20 April 2017

Media, language, and social relationships

In teaching anthropology, I always find students to be exceptionally interested on the days that we talk about media. Many of my students consider social media to be an important part of their lives and social interactions, from how they connect to others to how they spend their leisure time. And, in many ways this engagement has actually changed the ways through which students interact with us, as well as the language and forms of address we see in email communications.

To many of us who really care about writing well (and try to teach this skill and sensibility), these shifts are occasionally taken as doomsday signals of the downfall of the English language, or even the future of society in general (when we're being melodamatic, anyway). Yet, to take an anthropological approach, it's interesting to think about how these different forms of media actually mediate social relationships... including between ourselves and our students.

I often like to show the first 12 minutes or so or Michael Wesch's lecture "An anthropological introduction to YouTube" to students when we first discuss media. Wesch really brings home this idea that media is more than just content, and that media mediate social relationships.
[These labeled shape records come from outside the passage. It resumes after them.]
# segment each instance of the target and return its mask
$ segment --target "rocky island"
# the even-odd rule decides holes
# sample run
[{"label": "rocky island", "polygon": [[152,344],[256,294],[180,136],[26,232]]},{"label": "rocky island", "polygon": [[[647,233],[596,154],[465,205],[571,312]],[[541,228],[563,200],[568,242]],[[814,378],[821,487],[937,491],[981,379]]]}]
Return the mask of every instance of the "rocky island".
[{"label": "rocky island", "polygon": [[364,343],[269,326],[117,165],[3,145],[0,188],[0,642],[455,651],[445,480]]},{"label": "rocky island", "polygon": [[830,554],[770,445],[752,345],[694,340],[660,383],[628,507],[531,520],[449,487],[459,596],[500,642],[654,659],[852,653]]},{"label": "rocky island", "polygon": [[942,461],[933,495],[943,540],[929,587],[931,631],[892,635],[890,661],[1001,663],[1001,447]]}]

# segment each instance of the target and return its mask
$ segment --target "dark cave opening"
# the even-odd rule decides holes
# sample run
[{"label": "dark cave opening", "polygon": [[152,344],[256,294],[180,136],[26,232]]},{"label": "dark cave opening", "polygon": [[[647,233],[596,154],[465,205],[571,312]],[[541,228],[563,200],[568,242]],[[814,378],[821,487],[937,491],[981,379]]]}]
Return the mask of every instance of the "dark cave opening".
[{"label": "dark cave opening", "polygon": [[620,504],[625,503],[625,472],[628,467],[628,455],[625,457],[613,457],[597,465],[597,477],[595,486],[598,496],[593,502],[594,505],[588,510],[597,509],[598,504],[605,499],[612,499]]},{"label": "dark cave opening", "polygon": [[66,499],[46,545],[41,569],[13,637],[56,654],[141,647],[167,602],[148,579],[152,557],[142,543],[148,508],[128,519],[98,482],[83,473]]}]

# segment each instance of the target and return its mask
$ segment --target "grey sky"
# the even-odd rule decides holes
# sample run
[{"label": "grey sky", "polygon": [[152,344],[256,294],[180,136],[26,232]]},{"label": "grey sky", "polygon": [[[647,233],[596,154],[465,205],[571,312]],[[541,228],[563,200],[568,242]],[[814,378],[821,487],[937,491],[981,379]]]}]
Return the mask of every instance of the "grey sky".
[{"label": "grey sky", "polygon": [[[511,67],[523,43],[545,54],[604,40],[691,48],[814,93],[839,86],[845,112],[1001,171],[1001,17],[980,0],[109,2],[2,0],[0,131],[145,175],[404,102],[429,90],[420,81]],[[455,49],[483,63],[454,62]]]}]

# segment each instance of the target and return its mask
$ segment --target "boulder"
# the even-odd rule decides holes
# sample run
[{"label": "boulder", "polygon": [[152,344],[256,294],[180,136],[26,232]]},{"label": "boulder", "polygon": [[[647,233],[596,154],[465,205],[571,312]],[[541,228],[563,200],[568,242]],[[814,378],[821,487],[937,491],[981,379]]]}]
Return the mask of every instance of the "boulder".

So, really, it shouldn't be surprising that engagements through new forms of media have lead to interesting (if annoying) cultural changes in language use and meaning. An interesting example of this is observable in this piece from Newsweek: "What it means when you end your emails with a period." Here, David Crystal opens by remarking how "Regular emailers will have encountered the new styles, and may use all of them. The omission of punctuation marks, avoidance of capitalization, and the use of nonstandard spelling is commonplace." Yet, this kind of language use is also part of our learned cultural context:
These styles are characteristic of informal e-communication. The more formal the interaction, the less they are likely to occur, and the more they will be construed as inappropriate. So it's important for youngsters experimenting with internet styles to realize that breaking the conventions of the standard language is dangerous in certain settings.
Another interesting example of shifting meanings -- this time within and across social media platforms -- comes from this The Sociological Imagination piece, "“Liking” it on Facebook." Javier de Rivera explores the sensibility and standardization of feeling connected to the "like" function on platforms like FaceBook and Instagram. Consider the following statement about the shifting and standardizing meanings associated with functions such as the "like" or "fav" across these different platforms:
The evolution of Twitter seems to be going in the same direction, by experimenting with the Favs and changing them to Likes, establishing the trend – that started several years ago – for using this feature to show appreciation rather than for archival purposes. Here, overlapping is not possible, by choosing Hearts as a mean of social interaction we are deploying its value as an archival resource: our list of bookmarks would be flooded with the less memorable tweets we chose to mark as an expression of appreciation.
How might you bring these examples into your classroom discussions of cultural change, community, meaning, and language?